O teatro da artificialidade: minha experiência com “O Segundo Ato”, de Quentin Dupieux

 

O “segundo Ato”, filme do provocador francês Quentin Dupieux, não é um filme fácil — nem quer ser. É um espelho quebrado onde cada pedaço reflete, distorce e ridiculariza nossa obsessão por performance, aparência e controle narrativo.
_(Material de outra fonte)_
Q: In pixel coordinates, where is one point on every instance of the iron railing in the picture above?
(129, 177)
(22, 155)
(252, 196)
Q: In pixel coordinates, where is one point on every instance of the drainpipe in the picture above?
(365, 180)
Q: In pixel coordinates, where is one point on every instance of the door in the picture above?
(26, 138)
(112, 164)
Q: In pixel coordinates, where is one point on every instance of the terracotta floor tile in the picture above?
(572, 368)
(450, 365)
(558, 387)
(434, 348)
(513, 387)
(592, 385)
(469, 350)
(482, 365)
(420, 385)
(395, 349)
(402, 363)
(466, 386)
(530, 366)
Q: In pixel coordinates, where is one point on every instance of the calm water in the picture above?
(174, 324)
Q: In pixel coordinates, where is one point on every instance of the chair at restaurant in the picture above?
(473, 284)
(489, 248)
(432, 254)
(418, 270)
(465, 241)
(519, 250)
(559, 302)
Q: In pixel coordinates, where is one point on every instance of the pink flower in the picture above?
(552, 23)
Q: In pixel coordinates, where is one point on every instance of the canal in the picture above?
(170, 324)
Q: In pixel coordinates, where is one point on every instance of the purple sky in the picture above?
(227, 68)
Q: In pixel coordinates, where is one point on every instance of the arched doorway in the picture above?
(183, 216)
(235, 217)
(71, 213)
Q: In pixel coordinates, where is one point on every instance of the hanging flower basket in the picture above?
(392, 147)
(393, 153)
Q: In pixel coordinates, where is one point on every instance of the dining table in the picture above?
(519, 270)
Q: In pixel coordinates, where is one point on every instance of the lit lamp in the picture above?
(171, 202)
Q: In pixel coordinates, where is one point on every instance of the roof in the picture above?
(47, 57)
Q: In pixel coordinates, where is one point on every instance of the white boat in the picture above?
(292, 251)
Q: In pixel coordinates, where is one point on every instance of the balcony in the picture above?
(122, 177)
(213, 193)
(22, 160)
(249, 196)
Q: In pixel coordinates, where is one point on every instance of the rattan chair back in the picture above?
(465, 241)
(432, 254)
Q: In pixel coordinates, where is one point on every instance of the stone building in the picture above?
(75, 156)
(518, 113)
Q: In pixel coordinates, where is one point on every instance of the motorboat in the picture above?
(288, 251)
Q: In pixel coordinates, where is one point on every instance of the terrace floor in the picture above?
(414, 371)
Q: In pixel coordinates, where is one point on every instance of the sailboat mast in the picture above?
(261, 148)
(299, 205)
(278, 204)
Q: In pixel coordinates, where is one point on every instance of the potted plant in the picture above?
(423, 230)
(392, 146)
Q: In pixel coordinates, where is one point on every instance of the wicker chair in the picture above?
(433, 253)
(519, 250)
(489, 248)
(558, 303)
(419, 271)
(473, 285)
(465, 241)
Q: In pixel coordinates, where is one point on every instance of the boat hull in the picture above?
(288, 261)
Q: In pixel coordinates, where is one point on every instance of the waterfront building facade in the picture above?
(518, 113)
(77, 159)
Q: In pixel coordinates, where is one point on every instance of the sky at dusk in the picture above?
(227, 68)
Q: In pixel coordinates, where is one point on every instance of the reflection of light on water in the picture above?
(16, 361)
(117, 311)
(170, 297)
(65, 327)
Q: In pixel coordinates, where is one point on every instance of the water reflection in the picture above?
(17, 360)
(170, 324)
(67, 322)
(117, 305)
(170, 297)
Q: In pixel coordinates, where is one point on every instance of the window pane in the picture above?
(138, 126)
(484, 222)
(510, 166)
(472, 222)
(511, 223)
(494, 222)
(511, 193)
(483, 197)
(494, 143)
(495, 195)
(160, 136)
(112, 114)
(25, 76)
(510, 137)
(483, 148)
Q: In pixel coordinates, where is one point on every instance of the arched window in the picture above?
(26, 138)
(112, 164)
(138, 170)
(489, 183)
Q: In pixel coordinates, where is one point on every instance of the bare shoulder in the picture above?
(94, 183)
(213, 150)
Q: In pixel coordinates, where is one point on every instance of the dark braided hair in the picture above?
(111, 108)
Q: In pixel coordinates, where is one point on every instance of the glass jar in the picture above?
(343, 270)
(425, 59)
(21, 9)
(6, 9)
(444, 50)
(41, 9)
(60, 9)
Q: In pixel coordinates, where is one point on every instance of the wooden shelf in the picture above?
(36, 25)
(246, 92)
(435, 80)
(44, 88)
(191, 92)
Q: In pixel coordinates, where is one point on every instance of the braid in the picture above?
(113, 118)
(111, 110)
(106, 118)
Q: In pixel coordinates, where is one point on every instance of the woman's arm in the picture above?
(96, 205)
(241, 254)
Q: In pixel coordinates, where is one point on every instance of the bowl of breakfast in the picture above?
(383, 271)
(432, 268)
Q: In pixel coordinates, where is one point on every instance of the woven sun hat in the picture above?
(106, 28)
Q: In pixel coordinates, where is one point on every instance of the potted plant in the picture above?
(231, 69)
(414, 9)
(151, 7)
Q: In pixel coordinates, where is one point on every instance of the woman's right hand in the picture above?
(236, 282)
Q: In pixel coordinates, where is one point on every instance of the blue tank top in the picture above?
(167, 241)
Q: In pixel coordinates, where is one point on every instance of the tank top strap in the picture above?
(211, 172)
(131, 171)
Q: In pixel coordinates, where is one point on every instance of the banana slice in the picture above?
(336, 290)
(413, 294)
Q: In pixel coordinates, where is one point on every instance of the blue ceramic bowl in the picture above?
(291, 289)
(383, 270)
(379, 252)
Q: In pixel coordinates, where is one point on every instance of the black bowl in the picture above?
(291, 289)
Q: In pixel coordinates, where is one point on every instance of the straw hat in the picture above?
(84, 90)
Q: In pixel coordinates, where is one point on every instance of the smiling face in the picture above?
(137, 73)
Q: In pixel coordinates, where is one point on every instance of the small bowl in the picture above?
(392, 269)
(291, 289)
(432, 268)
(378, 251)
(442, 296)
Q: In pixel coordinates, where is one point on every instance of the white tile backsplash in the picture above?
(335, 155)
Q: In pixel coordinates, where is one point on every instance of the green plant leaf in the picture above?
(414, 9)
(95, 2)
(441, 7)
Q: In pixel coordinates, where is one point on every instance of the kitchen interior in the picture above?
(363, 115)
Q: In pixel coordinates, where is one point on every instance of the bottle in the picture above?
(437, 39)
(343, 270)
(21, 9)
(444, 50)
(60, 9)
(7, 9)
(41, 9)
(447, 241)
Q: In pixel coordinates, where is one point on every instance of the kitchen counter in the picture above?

Assistir a um filme de Dupieux é sempre um mergulho no absurdo — mas nesse, senti que ele resolveu brincar com o próprio cinema, com o teatro da vida e com a nossa sede insaciável por verdades imediatas. O filme começa como uma comédia romântica banal, com clichês propositalmente exagerados. Mas logo percebemos que os personagens estão atuando dentro de um filme dentro do filme, o que abre espaço para reflexões metalinguísticas que me lembraram Godard em seu período mais irônico, e também Kaufman em Adaptação, com uma camada existencial a mais: ninguém ali sabe se está realmente sentindo ou apenas representando.

Um teatro de máscaras

Dupieux não faz críticas brandas. Ele esculacha com o politicamente correto esvaziado, com a lacração automática, com o discurso raso de redes sociais e também com a burrice travestida de sinceridade. E o faz de modo inteligente: não toma partido fácil. Cada personagem é um arquétipo desajeitado — o homem que acha que tudo virou “mimimi”, a atriz que exige representatividade sem refletir sobre o texto, o cineasta que se diz progressista mas se perde na vaidade.

A certa altura, me peguei pensando se aquele incômodo que senti era pela crítica que Dupieux fazia... ou pela forma desconcertante com que ele me incluía no alvo. Talvez todos nós sejamos personagens vazios buscando um “segundo ato” que nunca vem.

Atuação e linguagem como provocação

O elenco — com destaque para Léa Seydoux, Vincent Lindon e Louis Garrel — entrega atuações que oscilam entre o caricatural e o introspectivo. Eles parecem rir de si mesmos o tempo inteiro, e é essa consciência que torna tudo mais interessante. A linguagem é afiada, com diálogos que se sabotam, se contradizem, se anulam. Nada permanece fixo. E isso, embora desconfortável, é profundamente libertador.

A câmera de Dupieux permanece neutra, quase indiferente. Como se dissesse: “vocês que se virem com esse mundo quebrado.” E a trilha sonora (sempre minimalista) apenas pontua o descompasso entre forma e conteúdo.

 

O segundo ato como conceito

No teatro clássico, o segundo ato é o da transformação, do conflito se aprofundando, do ponto de virada. Mas aqui, o “segundo ato” parece nunca chegar. É como se estivéssemos presos em um primeiro ato eterno, onde as promessas de mudança se dissolvem em discursos decorados, em ensaios que nunca viram ação.

Dupieux nos força a perguntar: há mesmo um segundo ato para o mundo? Para a arte? Para nós, como indivíduos? Ou estamos repetindo falas em um palco sem direção, esperando aplausos de um público inexistente?

Minha impressão final

“O Segundo Ato” me desconcertou. E isso é raro. Me vi ali, entre a ironia e o cansaço, rindo e me perguntando por que estava rindo. É um filme que exige — não de forma pedante, mas sagaz. Ele nos força a pensar sobre como a vida contemporânea virou um ensaio permanente, onde todos opinam, todos performam, mas poucos escutam.

Quentin Dupieux me lembrou que, às vezes, a arte mais política é aquela que nos desarma pela dúvida, e não pela certeza.
E que talvez o segundo ato — o verdadeiro, profundo, transformador — só chegue quando formos capazes de deixar o script cair.

E talvez, só talvez, já tenhamos passado do tempo de improvisar.